Ну, этак всю вахту простоишь в каюте! Надел полушубок, ушанку, силком оторвал взгляд и мысли от чучел, дернул дверь. В коридорчике почти столкнулся с Поповым, несшим перед собой раскрытый этюдник... Был в этом ящичке какой-то изъян, не позволявший закрывать крышку со свежим наброском – палитра пачкалась. Широкоплечий, плотный, Коля растопырил локти, прикрывая этюдник от неожиданно появившегося Силина и перегородил весь проход. На его круглом лице и в наклоне стриженной головы была такая беспомощность и испуг за свое детище, что капитан замер и отпрянул назад.
– Ты хоть кашлянул бы или запел – я ведь не вижу через дверь... Мог бы и ударить ненароком, – сдерживая улыбку, говорил Силин, шагая впереди радиста, чтоб открыть ему каюту.
Не сжимая растопыренных локтей, Коля подошел к столу, поставил этюдник, вздохнул, будто освободившись от тяжести, включил свет, издали взглянул на этюд. Глаза остановились, наивно, по-детски приоткрылся рот. Все это длилось недолго, до тех пор, пока он не вспомнил о капитане.

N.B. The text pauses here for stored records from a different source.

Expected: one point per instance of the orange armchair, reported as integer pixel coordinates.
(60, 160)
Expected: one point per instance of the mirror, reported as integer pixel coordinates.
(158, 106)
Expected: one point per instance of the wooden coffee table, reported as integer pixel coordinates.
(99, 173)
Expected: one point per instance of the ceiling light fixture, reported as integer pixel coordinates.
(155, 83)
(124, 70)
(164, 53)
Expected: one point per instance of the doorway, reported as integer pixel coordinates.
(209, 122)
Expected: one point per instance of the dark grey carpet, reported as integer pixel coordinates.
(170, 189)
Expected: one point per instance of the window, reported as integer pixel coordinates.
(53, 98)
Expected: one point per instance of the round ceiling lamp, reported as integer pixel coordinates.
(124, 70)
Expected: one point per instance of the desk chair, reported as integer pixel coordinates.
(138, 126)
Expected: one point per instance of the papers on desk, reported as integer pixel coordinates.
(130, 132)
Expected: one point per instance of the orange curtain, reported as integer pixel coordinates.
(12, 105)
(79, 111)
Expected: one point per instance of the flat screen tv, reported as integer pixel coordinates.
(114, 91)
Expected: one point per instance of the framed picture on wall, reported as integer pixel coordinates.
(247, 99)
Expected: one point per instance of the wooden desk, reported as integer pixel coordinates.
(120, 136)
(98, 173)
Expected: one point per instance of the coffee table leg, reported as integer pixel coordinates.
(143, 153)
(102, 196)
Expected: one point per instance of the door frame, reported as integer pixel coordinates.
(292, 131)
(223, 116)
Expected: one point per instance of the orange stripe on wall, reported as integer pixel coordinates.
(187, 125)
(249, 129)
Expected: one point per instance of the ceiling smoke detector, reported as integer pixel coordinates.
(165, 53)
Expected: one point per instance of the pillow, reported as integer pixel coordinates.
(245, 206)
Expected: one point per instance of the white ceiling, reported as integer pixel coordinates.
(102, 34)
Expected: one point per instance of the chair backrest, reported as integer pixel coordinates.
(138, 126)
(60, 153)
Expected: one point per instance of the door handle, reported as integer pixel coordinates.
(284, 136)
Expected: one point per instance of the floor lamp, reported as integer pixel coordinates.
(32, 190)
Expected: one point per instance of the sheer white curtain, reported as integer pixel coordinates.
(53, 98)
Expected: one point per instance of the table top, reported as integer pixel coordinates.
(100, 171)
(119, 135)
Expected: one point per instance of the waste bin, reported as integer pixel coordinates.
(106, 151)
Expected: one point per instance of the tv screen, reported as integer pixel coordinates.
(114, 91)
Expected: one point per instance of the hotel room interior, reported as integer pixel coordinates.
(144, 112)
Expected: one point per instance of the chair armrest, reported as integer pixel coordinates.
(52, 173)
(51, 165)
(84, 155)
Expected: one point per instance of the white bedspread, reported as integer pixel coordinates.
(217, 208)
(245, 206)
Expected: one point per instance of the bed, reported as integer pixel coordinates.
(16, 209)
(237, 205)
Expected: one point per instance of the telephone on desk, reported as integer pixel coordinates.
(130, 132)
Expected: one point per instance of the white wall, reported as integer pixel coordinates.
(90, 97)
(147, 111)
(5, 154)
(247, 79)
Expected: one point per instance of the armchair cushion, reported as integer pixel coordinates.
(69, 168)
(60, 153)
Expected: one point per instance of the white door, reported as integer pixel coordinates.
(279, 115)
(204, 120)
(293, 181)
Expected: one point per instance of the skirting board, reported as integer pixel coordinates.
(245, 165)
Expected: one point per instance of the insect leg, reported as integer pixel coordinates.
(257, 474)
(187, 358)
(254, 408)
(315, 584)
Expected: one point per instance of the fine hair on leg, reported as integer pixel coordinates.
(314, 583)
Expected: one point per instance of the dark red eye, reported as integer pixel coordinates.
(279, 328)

Силин тоже смотрел на этюд и в тот момент, когда Коля вспомнил о нем, кивнул головой, как бы соглашаясь с художником. Ему показалось, что запах льняного масла штормисто бьет в лицо, что это запах закатного ветра, пронизавшего картинку. Облака неслись красным вихрем, оттеняя медную неподвижность хребта. Он не находил слов, но ощущал суровую яркость наброска, необычность этого кусочка картона в каюте танкера, возле неуклюжего Попова.